Thirteen individuals, including ten referees, have been banned by Uganda’s Football Federation (FUFA) for their roles in a South African-based match-fixing syndicate which was unearthed with the support of FIFA. The others are a footballer and two administrators.
About seven games across the country’s lower divisions of men’s and women’s football were reportedly targeted by the fixing ring between October and December last year.
A member of FUFA’s investigation team, Charles Twine said “We received a lot of information from intelligence, collaborators and different platforms that there was a vice of match-fixing in Uganda”.
He said the Federation, which launched an anti-match-fixing campaign in March 2023, has “incontrovertible” evidence against those involved in the fixing ring.

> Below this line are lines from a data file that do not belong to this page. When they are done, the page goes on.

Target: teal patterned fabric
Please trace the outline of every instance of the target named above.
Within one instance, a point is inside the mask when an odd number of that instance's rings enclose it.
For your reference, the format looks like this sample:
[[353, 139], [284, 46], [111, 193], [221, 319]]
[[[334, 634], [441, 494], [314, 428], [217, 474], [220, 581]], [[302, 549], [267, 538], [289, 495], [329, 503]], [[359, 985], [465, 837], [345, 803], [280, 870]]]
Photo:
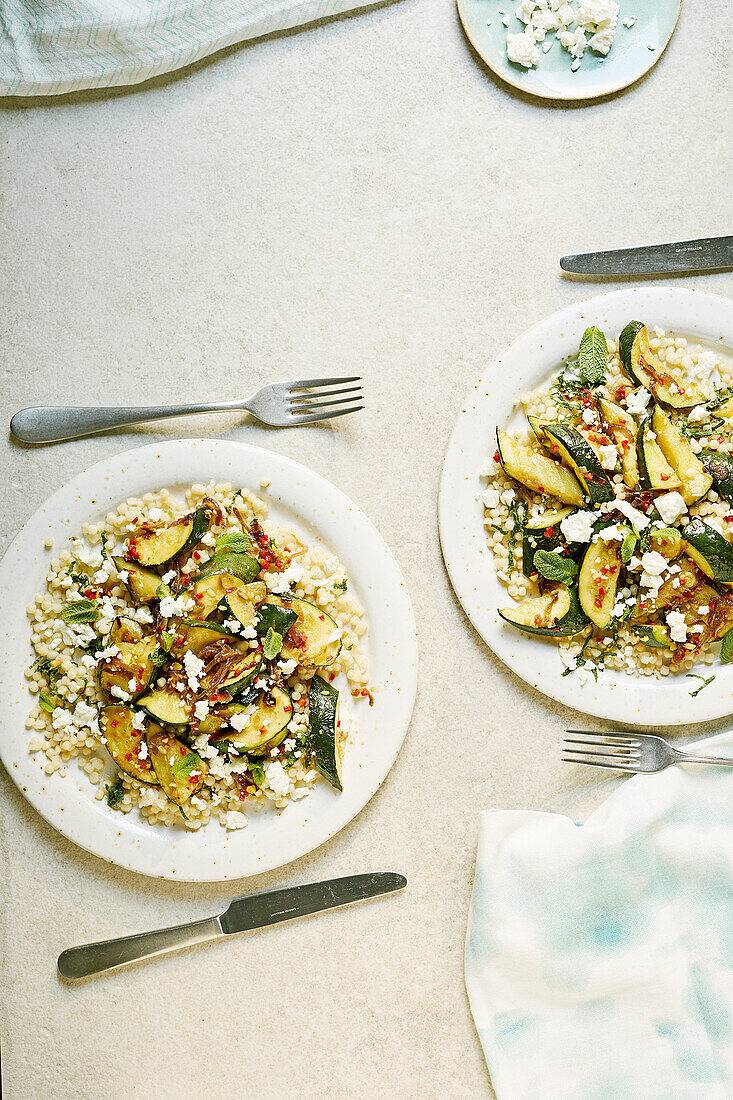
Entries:
[[0, 96], [139, 84], [372, 0], [0, 0]]
[[731, 1100], [733, 769], [482, 814], [466, 985], [500, 1100]]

“I can comfortably call it a criminal syndicate because match-fixing is associated with so many crimes – crimes of corruption, money laundering and, sometimes, organised crime,” he added.
The syndicates usually target matches in the lower rungs, given the lack of television cameras, which could expose any fixing.
Match-fixing became a criminal offence last year in Uganda after President Yoweri Museveni signed the National Sports Act, which criminalised match-fixing, into law.
In a previous case, world governing body FIFA issued global five-year bans to five players, including three from top-flight side Gaddafi FC, and 10-year suspensions to two referees from Uganda. FUFA suspended the seven individuals in August 2023.
FUFA said one of the suspects was an ex-convict who was sentenced for financial-related crimes in the Virgin Islands.